Comparable viral decay with initial dolutegravir plus lamivudine versus dolutegravir-based triple therapy

Jason Gillman, Patrick Janulis, Roy Gulick, Carole L. Wallis, Baiba Berzins, Roger Bedimo, Kimberly Smith, Michael Aboud, Babafemi Taiwo

Research output: Contribution to journalArticle

Abstract

OBJECTIVES: To expand understanding of the virological potency of initial dolutegravir plus lamivudine dual therapy (dolutegravir/lamivudine), we compared the viral decay seen in the pilot ACTG A5353 study with the decay observed with dolutegravir plus two NRTIs in the SPRING-1 and SINGLE studies, while also exploring the impact of baseline viral load (VL). METHODS: Change in VL from baseline was calculated for timepoints shared by A5353 (n = 120, including 37 participants with pretreatment VL >100000 copies/mL), SPRING-1 (n = 51) and SINGLE (n = 417). The 95% CIs of change from baseline were determined for each observed week, using the mean log10-transformed VL, and compared between the dolutegravir/lamivudine and triple therapy groups using the Wilcoxon Rank Sum test for non-inferiority (δ = 0.5).
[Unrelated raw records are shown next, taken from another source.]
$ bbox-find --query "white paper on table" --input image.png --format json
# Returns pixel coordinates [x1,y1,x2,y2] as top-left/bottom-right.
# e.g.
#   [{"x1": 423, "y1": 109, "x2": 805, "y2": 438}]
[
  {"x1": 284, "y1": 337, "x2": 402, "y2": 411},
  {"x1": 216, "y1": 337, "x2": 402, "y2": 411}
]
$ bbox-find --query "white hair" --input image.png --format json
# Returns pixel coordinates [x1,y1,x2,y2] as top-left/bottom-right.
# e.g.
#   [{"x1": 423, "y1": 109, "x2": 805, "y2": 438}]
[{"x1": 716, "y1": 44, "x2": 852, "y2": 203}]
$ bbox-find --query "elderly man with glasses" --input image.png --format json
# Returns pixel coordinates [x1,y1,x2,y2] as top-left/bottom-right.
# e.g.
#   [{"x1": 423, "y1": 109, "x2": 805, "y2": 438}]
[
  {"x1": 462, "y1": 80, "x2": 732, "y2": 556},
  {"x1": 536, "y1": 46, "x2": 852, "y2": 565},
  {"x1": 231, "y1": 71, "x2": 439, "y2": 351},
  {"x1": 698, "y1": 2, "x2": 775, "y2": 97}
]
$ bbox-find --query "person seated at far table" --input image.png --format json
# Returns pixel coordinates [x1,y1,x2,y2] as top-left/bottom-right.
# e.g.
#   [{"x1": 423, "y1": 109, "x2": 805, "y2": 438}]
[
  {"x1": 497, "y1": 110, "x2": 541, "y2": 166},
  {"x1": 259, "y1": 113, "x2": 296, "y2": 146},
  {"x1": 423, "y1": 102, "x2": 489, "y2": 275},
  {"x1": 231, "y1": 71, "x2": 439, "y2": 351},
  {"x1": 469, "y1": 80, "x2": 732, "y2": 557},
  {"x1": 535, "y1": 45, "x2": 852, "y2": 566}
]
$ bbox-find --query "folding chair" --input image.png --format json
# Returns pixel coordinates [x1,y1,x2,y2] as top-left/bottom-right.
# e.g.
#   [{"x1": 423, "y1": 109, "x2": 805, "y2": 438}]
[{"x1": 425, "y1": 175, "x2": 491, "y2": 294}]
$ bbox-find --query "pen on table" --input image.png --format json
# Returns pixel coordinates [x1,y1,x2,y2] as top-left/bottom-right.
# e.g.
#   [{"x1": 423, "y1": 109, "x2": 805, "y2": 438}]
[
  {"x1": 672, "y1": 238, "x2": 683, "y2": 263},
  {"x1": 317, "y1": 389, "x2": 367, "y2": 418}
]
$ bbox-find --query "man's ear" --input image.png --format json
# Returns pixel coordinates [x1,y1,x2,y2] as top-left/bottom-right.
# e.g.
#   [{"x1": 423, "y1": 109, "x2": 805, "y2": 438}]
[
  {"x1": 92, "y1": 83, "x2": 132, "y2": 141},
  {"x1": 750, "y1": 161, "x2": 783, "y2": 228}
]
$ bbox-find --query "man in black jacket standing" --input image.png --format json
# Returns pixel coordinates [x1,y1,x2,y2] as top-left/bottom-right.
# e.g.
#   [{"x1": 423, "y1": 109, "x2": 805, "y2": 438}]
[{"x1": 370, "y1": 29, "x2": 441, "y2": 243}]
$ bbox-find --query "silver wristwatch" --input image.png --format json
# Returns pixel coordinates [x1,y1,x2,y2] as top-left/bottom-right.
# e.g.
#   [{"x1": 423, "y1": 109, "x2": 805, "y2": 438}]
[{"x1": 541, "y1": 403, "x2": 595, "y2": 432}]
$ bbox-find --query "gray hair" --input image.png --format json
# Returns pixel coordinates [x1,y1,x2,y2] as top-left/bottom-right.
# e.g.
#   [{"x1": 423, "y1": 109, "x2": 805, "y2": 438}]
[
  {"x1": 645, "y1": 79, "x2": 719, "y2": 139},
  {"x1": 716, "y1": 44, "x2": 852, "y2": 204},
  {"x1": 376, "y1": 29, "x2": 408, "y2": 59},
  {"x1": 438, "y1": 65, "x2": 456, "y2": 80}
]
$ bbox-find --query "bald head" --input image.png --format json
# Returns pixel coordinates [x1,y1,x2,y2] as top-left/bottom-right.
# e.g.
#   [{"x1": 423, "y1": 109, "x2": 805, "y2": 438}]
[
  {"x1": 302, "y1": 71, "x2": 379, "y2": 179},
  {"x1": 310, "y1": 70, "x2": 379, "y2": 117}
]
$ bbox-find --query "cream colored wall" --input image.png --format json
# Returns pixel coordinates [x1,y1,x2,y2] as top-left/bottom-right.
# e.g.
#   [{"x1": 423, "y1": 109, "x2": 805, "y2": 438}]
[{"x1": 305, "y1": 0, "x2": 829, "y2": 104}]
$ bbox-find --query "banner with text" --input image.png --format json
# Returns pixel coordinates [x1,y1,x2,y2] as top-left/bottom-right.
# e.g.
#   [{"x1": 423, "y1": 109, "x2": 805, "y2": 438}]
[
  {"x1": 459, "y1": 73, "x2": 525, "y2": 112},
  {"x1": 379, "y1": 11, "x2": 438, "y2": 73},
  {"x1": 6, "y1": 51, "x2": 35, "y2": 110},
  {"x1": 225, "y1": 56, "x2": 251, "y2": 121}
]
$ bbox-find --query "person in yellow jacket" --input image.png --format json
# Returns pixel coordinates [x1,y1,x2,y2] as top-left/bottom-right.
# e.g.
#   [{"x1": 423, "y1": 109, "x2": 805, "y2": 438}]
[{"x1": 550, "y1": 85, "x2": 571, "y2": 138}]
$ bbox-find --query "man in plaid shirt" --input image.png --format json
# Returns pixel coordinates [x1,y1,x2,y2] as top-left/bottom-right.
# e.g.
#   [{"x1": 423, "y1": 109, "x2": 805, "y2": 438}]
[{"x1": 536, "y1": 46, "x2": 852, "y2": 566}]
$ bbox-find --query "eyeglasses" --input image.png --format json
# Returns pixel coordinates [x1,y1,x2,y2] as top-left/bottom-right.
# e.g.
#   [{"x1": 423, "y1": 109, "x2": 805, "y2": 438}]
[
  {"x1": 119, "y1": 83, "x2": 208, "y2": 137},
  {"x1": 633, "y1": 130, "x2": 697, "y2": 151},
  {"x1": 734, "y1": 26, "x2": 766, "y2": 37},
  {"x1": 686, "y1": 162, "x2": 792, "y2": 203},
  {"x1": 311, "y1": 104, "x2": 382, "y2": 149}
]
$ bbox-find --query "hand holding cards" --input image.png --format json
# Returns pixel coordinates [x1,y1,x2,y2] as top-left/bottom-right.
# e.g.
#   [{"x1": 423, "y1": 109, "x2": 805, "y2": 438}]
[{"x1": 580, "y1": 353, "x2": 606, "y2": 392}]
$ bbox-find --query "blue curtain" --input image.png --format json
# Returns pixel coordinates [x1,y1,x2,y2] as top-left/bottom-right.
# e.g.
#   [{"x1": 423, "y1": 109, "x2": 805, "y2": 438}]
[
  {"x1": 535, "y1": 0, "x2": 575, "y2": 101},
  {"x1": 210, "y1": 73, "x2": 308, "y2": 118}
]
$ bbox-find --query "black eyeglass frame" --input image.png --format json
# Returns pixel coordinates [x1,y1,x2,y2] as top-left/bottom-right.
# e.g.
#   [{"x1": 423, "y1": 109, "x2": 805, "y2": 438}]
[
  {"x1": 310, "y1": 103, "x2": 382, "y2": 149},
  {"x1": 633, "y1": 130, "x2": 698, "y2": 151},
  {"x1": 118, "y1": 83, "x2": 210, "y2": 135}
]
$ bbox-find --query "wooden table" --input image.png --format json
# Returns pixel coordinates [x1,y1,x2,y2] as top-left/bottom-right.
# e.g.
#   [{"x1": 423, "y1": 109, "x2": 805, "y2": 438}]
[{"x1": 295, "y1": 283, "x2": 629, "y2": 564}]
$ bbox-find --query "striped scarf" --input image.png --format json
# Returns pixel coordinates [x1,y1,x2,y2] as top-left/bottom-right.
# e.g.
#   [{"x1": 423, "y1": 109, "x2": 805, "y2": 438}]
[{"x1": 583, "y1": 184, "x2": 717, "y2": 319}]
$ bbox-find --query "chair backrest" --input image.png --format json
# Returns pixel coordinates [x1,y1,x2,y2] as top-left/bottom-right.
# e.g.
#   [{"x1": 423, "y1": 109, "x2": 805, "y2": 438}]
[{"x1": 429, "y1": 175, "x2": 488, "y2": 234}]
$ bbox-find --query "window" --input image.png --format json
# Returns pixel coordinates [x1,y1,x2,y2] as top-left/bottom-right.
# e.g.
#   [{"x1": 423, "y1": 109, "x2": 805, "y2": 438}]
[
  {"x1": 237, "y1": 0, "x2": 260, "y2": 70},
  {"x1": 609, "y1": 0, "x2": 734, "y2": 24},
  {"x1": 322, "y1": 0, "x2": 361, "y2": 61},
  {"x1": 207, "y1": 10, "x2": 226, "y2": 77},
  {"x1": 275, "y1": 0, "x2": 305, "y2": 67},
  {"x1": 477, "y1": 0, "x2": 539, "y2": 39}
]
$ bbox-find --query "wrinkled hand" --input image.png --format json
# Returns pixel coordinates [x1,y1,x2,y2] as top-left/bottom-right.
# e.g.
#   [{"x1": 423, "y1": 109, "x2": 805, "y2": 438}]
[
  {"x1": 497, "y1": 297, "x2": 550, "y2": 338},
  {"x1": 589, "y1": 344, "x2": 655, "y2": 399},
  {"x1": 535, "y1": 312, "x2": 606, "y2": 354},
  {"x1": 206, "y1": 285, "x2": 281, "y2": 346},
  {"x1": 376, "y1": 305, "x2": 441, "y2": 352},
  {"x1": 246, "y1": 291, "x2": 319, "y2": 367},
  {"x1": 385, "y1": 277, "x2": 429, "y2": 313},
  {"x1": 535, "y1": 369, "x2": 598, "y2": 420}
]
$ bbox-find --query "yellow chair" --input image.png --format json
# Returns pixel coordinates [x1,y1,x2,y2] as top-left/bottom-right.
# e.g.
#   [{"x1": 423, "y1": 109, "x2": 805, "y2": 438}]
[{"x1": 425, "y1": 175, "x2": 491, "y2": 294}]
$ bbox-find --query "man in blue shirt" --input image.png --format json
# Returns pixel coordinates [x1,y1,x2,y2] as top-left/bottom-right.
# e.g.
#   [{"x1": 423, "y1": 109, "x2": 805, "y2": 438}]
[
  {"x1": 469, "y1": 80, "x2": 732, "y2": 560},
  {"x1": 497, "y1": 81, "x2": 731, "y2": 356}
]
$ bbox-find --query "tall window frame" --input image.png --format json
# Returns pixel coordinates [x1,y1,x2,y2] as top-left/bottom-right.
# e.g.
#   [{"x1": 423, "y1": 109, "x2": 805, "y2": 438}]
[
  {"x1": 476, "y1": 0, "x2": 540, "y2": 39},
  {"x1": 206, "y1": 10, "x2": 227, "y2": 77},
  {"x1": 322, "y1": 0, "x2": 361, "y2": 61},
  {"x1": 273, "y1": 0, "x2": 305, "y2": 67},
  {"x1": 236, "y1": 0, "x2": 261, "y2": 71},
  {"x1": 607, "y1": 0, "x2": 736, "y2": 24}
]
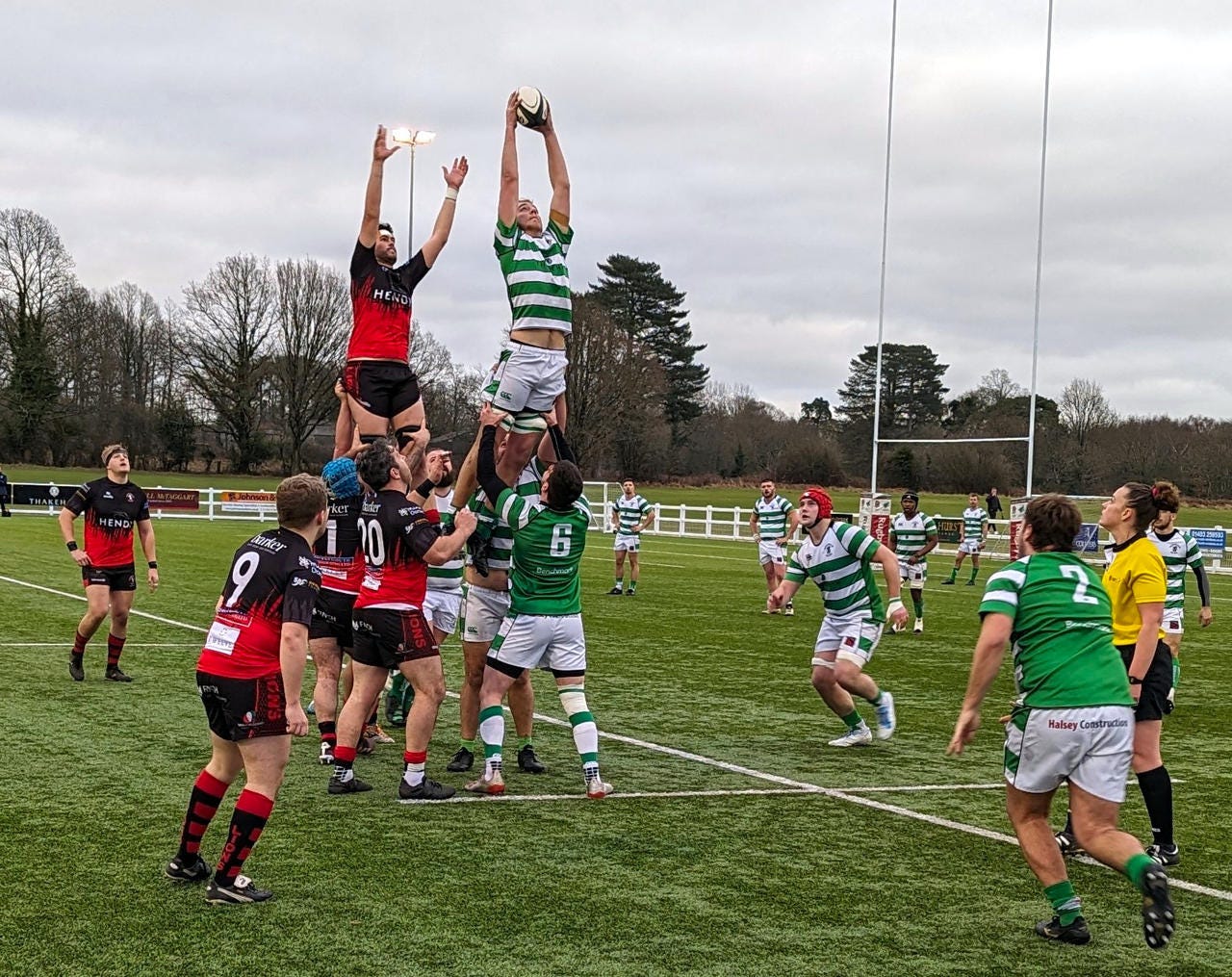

To assess the impact of baseline VL on viral decay, we examined a bi-exponential non-linear mixed-effect model. RESULTS: The mean VL change from baseline to week 24 was -2.9 log10 copies/mL for dolutegravir/lamivudine versus -3.0 log10 copies/mL for dolutegravir-based three-drug therapy (P < 0.001). In the decay model, baseline VL >100000 copies/mL was associated with a slower initial decay rate (d1). A faster initial decay rate was seen with dolutegravir/lamivudine, which was partially offset when baseline VL was >100000 copies/mL as indicated by a significant interaction between baseline VL and drug therapy group. The secondary decay rate (d2) was not significantly different from zero, with no significant associations. CONCLUSIONS: Viral decay with dolutegravir/lamivudine was comparable to viral decay with dolutegravir-based triple therapy, even in individuals with higher pretreatment VL (>100000 copies/mL).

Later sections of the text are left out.